What is one question you wish more people would ask?
I think people ask enough who, what, when, and how.
We need to ask more ‘why?’, and we need to actually listen to and unpack those answers.

Sandra May
They/Them
“Don’t underestimate Western Sydney, especially Western Sydney artists. We have so much more to offer than just ‘being displaced.’ Stop telling us that our stories aren’t going to make you money. Stop telling us that what we’re doing has been ‘seen before.’ Stop telling us that we should be grateful. You start seeing it with young artists shying away from creating something that’s cultural or biographical because they don’t want to be put into this box of “just another person of colour making art that’s angry about white people.” We have the right to be angry and to make what we want. Throwing money doesn’t mean you get to dictate how we feel.”
What is your creative practice?
The way I think about my creative practice is ever-changing in my mind. My medium has always been video, but the process of me making videos has changed. I consider my artistic practice to be the process rather than the outcome. The process takes longer than the actual showing and whatever praise you get from it. That’s the part where I grow as an artist is through the process rather than the outcome.
What do you care about?
What I always have cared about is just justice in all forms. Whether it be social justice, or justice for an individual, or emotional justice. It doesn’t always have to be like this is a legal thing.
Justice for me has never really felt like that. It just feels like being able to allow people to feel like they’re validated. I guess for me, validation is justice because a lot of us, we go through life without feeling validated, and that’s really sad. So something that I care about, especially with making my art, it’s to create that sense of justice for people. Whether it’s seeing themselves being on the screen or hearing their words or their stories being told through other people… Something that makes them feel like ‘I’m heard, I’m seen, and I feel validated.’ That’s my main care.
How do you embody what you care about in your art?
I don’t know if I’m doing it complete justice. I don’t feel like anyone knows if they’re doing what they’re doing to the fullest extent that they want to.
Through listening, through the workshops and facilitating that I do, I try my best to allow agency. In my own practice, I never like putting my own name on a piece unless it 100% came from me. It’s not that I’m not proud of what I do, it just goes back to that sense of justice. My name shouldn’t be first on the bill just because I directed it or held the camera. It’s a shared work! We all have equal stakes, and even if you’re in there for four days, and I’ve been there for 10 days, it’s still your as much as your work is mine.

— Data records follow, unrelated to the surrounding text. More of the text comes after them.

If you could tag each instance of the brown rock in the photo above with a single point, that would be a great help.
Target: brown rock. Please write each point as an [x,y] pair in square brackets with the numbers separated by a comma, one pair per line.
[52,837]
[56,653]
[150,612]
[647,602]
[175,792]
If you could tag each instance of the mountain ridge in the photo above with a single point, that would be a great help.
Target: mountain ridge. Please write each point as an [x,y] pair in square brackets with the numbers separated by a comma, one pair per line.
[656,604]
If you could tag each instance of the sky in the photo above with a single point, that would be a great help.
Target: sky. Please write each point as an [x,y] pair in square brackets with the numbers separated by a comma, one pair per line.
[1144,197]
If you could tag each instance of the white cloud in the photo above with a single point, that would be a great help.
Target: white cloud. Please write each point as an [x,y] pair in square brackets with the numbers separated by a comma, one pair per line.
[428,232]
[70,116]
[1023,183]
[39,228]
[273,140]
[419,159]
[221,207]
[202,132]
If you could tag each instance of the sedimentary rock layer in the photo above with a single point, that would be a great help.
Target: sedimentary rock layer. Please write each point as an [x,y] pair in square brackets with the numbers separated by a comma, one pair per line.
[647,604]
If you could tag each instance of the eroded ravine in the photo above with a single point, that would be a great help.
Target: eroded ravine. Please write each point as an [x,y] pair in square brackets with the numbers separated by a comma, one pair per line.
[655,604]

I hope that in the end, some part of me is shown in the art, in the outcome, but that’s not what I want people to see. If I know that I’ve learned something, if I know that I’ve helped someone throughout the process, helped someone become more confident in telling this story – that’s what I care about.
What’s one question you wish more people would ask?
“What am I doing?” I want people to ask themselves that a lot more. Throughout any process, I always asked myself “What am I doing?” “Will people understand what I’m saying?” “Is it gonna mean anything?”
It’s the first question you ask. I feel like grounding yourself with that is important because it’s like, if you jump straight into, “what does this all mean?” it’s like yeah, but where are you now? What are you to the story? “What are you doing?” is multi-faceted, and it leads to the other questions.